En 1563, cuando se coloca la primera piedra de El Escorial, Michelangelo Buonarroti tiene ya ochenta y ocho años. Morirá al año siguiente, en 1564. Está entonces completamente absorbido por las obras de la Basílica de San Pedro del Vaticano, convertido ya en una figura casi institucional, más cercana al mito que a la gestión directa de una obra de nueva planta, territorial y total como la que Felipe II proyecta en la sierra de Guadarrama.

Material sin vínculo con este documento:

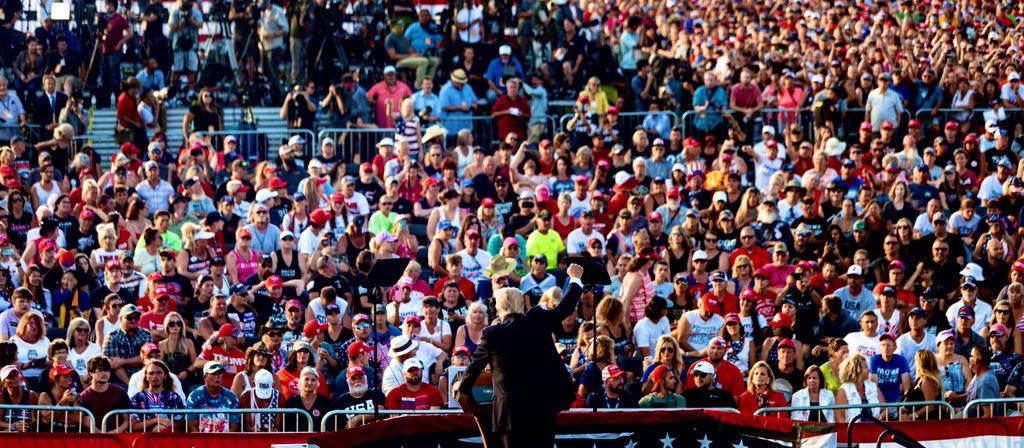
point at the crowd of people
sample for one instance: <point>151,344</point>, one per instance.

La posibilidad de contar en España con Miguel Ángel no es realista, ni siquiera como gesto simbólico a la altura de los últimos días de Leonardo da Vinci en la corte de Francisco I de Francia.

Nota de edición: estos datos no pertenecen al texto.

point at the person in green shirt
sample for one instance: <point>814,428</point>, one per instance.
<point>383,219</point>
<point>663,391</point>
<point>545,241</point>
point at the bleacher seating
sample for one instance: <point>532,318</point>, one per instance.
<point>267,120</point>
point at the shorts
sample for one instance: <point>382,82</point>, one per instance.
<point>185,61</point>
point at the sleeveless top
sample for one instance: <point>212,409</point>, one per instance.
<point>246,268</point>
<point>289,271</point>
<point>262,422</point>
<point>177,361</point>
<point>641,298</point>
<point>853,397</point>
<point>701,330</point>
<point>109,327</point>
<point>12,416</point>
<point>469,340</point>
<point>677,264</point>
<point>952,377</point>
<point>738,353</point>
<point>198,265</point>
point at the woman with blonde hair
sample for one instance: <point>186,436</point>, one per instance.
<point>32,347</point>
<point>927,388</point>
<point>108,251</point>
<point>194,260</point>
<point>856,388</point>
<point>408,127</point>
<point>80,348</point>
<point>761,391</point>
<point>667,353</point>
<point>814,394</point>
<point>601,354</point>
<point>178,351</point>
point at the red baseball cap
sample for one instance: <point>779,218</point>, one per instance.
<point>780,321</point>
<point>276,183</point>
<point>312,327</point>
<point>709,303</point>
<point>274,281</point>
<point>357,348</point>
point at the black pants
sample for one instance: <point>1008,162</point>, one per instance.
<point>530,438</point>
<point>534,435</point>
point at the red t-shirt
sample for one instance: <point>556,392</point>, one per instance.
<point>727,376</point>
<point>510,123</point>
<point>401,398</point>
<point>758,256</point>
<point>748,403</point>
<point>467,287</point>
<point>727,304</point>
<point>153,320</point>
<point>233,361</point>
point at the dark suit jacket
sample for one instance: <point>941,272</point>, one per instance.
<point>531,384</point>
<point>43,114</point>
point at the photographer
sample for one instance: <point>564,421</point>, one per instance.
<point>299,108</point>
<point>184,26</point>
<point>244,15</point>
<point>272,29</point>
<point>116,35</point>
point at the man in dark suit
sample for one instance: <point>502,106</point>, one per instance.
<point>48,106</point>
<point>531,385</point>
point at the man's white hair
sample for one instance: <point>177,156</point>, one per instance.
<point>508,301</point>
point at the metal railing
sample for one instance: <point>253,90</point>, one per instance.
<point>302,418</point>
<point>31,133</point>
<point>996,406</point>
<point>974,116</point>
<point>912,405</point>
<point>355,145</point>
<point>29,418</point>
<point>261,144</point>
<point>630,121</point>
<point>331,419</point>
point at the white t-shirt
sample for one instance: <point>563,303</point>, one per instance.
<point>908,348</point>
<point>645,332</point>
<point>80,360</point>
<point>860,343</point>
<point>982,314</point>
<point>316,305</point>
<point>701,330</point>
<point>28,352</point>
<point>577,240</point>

Felipe II no podía contar con Michelangelo, pero sí podía aspirar a algo quizá más eficaz: contar con la transmisión viva de su método. Aquí aparece la figura estratégica de Juan Bautista de Toledo. No tanto un “discípulo” del maestro, tampoco como un simple ayudante, sino un hombre de absoluta confianza técnica, formado en el corazón de las grandes obras pontificias.

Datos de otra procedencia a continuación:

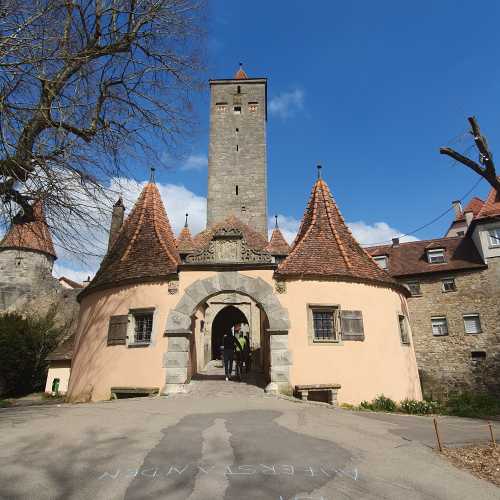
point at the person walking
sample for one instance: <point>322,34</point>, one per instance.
<point>229,348</point>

Juan Bautista era conocido en Italia como Giovanni Battista de Alfonsis, nombre bajo el cual trabajó en el entorno inmediato de Miguel Ángel y de Antonio da Sangallo el Joven. La identidad entre ambos nombres no es solo documental: las fuentes señalan incluso la coincidencia de caligrafía, lo que refuerza la idea de una continuidad profesional y operativa más allá de la cuestión nominal.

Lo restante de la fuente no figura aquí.